First, let me say that in order to enjoy TRON Legacy, or its precursor the original TRON movie for that matter, you have to accept that this world you see before you is a representation of a virtual existence within a digital world. Obviously that was given a coherent story in The Matrix, but in the case of TRON and TRON Legacy, those who have already imagined that a computer simulation can represent a whole world will find the glowing lines and grids of the TRONscape puzzling. But if one can accept that this is a representation of a very different existence – perhaps along the lines of the visit of the crew of the Enterprise to the Q Continuum – then presumably one can get on with the suspension of disbelief and enjoy the film. Because let’s face it: a perfect computer simulation of our reality would look just like our reality, and we all want a fictional computer realm to look different from our world in some way.

For myself as someone interested in religion and science fiction and their intersection, the movie is deeply religious in its language and imagery.

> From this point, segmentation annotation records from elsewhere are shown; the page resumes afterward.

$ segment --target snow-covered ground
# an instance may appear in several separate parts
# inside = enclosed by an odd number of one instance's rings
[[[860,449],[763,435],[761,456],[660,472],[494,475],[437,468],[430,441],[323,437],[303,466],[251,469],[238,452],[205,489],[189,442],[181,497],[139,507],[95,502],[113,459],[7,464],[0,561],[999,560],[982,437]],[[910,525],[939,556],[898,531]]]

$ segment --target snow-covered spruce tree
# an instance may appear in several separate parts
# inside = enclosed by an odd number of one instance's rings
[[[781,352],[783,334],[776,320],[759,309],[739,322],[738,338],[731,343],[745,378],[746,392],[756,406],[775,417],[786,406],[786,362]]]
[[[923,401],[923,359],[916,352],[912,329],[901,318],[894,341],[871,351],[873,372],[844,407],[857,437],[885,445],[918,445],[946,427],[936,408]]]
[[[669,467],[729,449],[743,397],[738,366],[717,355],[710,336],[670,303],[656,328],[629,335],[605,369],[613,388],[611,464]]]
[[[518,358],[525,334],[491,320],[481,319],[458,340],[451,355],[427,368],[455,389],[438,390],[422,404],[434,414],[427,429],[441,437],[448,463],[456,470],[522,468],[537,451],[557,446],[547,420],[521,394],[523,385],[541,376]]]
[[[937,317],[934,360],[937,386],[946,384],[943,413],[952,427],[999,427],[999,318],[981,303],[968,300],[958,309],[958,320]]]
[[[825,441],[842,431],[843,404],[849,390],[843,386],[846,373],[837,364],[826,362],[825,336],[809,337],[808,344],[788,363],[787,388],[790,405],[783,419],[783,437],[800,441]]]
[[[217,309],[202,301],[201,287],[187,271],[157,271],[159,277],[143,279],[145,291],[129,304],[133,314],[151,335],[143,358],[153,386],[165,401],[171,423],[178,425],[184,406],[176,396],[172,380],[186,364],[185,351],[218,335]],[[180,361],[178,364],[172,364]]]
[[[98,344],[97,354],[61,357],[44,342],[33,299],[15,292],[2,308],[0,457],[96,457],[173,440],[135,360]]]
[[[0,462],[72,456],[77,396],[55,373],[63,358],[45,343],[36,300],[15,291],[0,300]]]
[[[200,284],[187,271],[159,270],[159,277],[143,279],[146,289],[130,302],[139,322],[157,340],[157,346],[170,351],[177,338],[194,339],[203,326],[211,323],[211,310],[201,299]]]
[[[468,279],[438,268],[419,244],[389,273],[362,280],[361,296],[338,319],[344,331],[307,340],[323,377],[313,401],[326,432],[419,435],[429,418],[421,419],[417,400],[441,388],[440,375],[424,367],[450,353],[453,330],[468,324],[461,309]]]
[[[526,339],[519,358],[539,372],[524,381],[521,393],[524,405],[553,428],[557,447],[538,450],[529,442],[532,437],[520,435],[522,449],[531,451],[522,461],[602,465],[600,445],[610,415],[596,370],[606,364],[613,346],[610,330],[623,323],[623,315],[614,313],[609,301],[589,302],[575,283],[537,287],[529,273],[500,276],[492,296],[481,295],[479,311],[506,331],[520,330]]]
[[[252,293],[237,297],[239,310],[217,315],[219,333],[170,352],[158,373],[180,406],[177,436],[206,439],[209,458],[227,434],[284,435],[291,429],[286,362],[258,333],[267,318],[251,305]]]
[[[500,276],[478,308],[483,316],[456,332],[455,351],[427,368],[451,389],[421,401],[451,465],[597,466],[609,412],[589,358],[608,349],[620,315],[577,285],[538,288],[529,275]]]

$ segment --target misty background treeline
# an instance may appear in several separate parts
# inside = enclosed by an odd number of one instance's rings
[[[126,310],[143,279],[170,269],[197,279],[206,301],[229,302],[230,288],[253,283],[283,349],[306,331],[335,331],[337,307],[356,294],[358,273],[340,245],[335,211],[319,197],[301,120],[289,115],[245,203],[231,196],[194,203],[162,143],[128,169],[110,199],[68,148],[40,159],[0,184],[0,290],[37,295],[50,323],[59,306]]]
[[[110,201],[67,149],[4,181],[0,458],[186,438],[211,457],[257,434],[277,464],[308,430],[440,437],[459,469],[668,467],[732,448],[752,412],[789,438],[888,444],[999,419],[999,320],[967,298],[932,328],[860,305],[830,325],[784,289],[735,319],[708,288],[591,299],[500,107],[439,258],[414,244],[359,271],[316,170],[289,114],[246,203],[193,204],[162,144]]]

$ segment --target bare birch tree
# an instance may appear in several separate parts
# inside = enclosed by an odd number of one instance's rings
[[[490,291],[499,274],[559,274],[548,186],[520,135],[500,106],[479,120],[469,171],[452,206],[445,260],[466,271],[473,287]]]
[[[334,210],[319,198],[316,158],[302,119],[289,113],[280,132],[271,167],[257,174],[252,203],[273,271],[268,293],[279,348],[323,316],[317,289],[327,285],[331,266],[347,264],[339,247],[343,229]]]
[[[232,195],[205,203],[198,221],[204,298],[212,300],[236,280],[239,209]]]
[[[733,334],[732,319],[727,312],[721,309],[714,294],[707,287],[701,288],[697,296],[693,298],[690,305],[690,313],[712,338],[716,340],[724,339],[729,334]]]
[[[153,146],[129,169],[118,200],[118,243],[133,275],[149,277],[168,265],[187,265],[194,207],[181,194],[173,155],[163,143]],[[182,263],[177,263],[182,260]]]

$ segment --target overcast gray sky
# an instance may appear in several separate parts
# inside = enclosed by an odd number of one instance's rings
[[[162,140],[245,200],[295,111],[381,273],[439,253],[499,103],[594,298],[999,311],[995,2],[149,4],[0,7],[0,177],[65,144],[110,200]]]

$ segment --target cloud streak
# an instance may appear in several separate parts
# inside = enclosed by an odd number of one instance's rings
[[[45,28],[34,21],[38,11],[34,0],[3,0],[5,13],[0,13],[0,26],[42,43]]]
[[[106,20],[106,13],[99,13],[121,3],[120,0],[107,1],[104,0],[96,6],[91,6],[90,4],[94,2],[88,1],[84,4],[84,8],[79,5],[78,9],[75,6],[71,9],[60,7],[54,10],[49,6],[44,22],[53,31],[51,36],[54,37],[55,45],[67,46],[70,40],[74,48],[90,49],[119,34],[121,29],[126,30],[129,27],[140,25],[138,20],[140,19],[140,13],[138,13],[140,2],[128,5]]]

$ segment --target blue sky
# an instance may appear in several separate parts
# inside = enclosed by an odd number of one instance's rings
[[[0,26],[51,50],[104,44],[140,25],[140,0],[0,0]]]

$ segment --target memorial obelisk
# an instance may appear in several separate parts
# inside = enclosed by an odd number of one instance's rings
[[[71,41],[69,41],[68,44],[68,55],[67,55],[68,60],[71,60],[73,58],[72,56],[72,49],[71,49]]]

The original TRON movie had these elements too, it should be remembered (see my two earlier posts on this topic). And the religious explorations of both films share a certain continuity of message and themes.

The human creators of programs were referred to in the original TRON movie as “users” – terminology that has waned somewhat in its currency. In the Grid, the computer world that Flynn created, that terminology has taken on some of the negative overtones the word has. Flynn’s program Clu, made in his own image with the task of creating a perfect world, rebels against his maker, whom he describes at one point in TRON Legacy as a “false deity.” In both movies, the idea that those who are viewed by their creations as supreme and perfect may just be “muddling through” is explored. And reference is made to a “miracle” – a form of digital life that is not created, but emerges in the digital realm when the conditions were right, but not in a manner that is planned or controlled by human programmers.

TRON Legacy takes the exploration of the idea of a “perfect world” further. While visitors from the human realm find the Grid striking, inhabitants of the Grid imagine the sun. Everyone imagines that perfection is that which they lack, and if the movie has a message, it is that chasing such ephemeral notions of perfection is a terrible mistake. Instead, we need to recognize the “perfection” in what we have, what is right before our eyes and under our noses.

There is significant incorporation of Zen and Taoist elements in the movie. There is a lot of food for thought, and I’m sure I’ll come back to this topic again.

But clearly going to the midnight showing involved sacrificing sleep, and so I will leave further blogging about TRON Legacy until another time.